Life

This Mormon gay man got famous for marrying a woman. Now they’re getting divorced.

This Mormon gay man got famous for marrying a woman. Now they’re getting divorced.
Photo: Facebook/Josh Weed

In 2012, Lolly and Josh Weed came out after ten years of marriage: he’s gay, she’s straight. They said their marriage “works very well” and that they’re “incredibly happy.”

And now they’re getting divorced.

Their original coming out blog post went viral and the Weeds were interviewed all over the world.
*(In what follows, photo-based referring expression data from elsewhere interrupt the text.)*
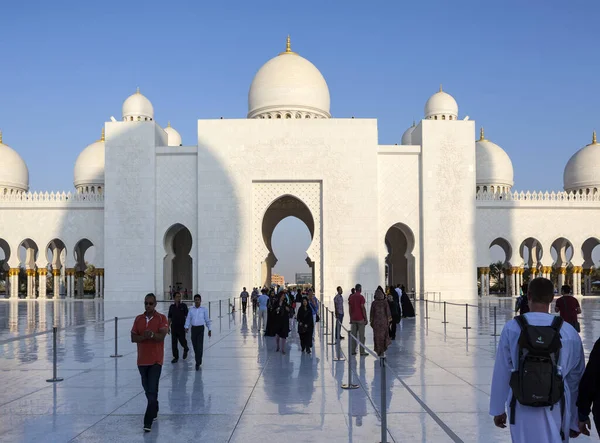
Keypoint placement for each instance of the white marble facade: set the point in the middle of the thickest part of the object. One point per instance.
(424, 212)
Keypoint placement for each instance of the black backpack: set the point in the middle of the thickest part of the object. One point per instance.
(537, 382)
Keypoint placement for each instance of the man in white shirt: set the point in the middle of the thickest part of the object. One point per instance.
(537, 424)
(198, 318)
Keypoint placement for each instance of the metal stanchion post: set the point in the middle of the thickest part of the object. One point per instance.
(349, 385)
(467, 316)
(54, 357)
(444, 313)
(495, 334)
(383, 401)
(116, 354)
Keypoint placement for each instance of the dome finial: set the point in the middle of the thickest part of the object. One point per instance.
(288, 46)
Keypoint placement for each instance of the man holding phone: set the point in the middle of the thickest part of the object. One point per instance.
(149, 331)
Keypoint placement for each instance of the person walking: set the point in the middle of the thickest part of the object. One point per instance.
(338, 304)
(358, 318)
(538, 367)
(395, 311)
(380, 318)
(313, 304)
(149, 331)
(198, 320)
(244, 297)
(254, 299)
(281, 314)
(305, 325)
(568, 307)
(177, 316)
(263, 305)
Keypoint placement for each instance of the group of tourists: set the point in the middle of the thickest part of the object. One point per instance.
(541, 386)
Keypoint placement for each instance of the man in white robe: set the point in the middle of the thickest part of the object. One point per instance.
(542, 424)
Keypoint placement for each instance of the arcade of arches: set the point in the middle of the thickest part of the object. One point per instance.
(558, 263)
(43, 273)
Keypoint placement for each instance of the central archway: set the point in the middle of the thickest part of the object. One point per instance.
(400, 261)
(284, 207)
(178, 264)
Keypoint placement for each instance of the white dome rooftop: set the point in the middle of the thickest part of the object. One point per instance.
(583, 168)
(441, 105)
(493, 165)
(89, 166)
(407, 136)
(173, 137)
(137, 108)
(14, 174)
(288, 86)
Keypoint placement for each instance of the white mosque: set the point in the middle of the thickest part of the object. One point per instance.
(424, 213)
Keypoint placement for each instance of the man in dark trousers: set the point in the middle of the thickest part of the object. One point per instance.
(149, 331)
(589, 393)
(197, 319)
(177, 316)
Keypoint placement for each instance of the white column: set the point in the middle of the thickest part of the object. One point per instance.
(56, 282)
(43, 276)
(14, 283)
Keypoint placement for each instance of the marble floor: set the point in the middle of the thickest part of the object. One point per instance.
(437, 379)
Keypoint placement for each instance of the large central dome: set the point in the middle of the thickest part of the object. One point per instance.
(288, 86)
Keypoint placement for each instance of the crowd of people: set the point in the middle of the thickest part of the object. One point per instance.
(541, 386)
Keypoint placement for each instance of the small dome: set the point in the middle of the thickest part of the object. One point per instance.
(89, 166)
(173, 137)
(288, 86)
(137, 108)
(407, 136)
(14, 175)
(441, 105)
(493, 165)
(582, 172)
The Mormon couple even got some fans on the right who visited their blog regularly.

They were showing that people can be gay on the inside and choose not to act on it; homophobes love that idea. They love it so much that it’s the stance of the Mormon and Catholic churches.

But they weren’t as happy with their lives as they were telling the outside world. For Josh, the idea that he would spend the rest of his life never loving anyone romantically was leading him to consider suicide. Lolly’s self-esteem was hurt by how Josh was never really attracted to her, and she worried about how their marriage would affect their four daughters.

Things started to change as Josh learned to accept his sexuality and to reject what the Mormon church taught him as he was growing up. Because they had some fame in certain circles, they started to meet other LGBTQ people.

“Could it be that my sexual orientation wasn’t a mistake?” Josh asked himself, after a straight friend told him that he didn’t just have to “tolerate” his sexuality. “That it was part of the diversity and variety that brings nuance to our planet and to humanity? And that God meant it to be that way?”

Later, a lesbian, Mormon friend told Josh that she too was thinking about suicide, and he thought about how much he dreaded living the rest of his life… things started to come together.

Lolly and Josh decided to do “the thing God was asking us to do”: separate.

Facebook/Josh Weed

They offered a lot of apologies. First to gay Mormons, who might have gotten the idea to do what they did or to stay with someone they weren’t attracted to because of their story.

They also apologized to LGBTQ people who have been hurt because their story was used to fuel homophobia.

“One person wrote — and I’ll never get the horror of this out of my head for the rest of my life — saying that he went to see his family for Thanksgiving during his second year of college, where he was an out gay man who openly had a boyfriend,” Josh wrote. “When he got home, his father pulled up our story on the computer and then physically assaulted him, beating him as he had often done during his childhood, saying ‘if this guy could avoid being a faggot, so could you!'”

Last, Josh apologized to out LGBTQ people for thinking he was better than us because he could pretend to be straight.

The couple still plans to live on the same 160-acre property, adding new partners who come into their lives, because they share “a love that was similar to the love of a brother to a sister.”

The punchline? Both Josh and Lolly are practicing marriage therapists.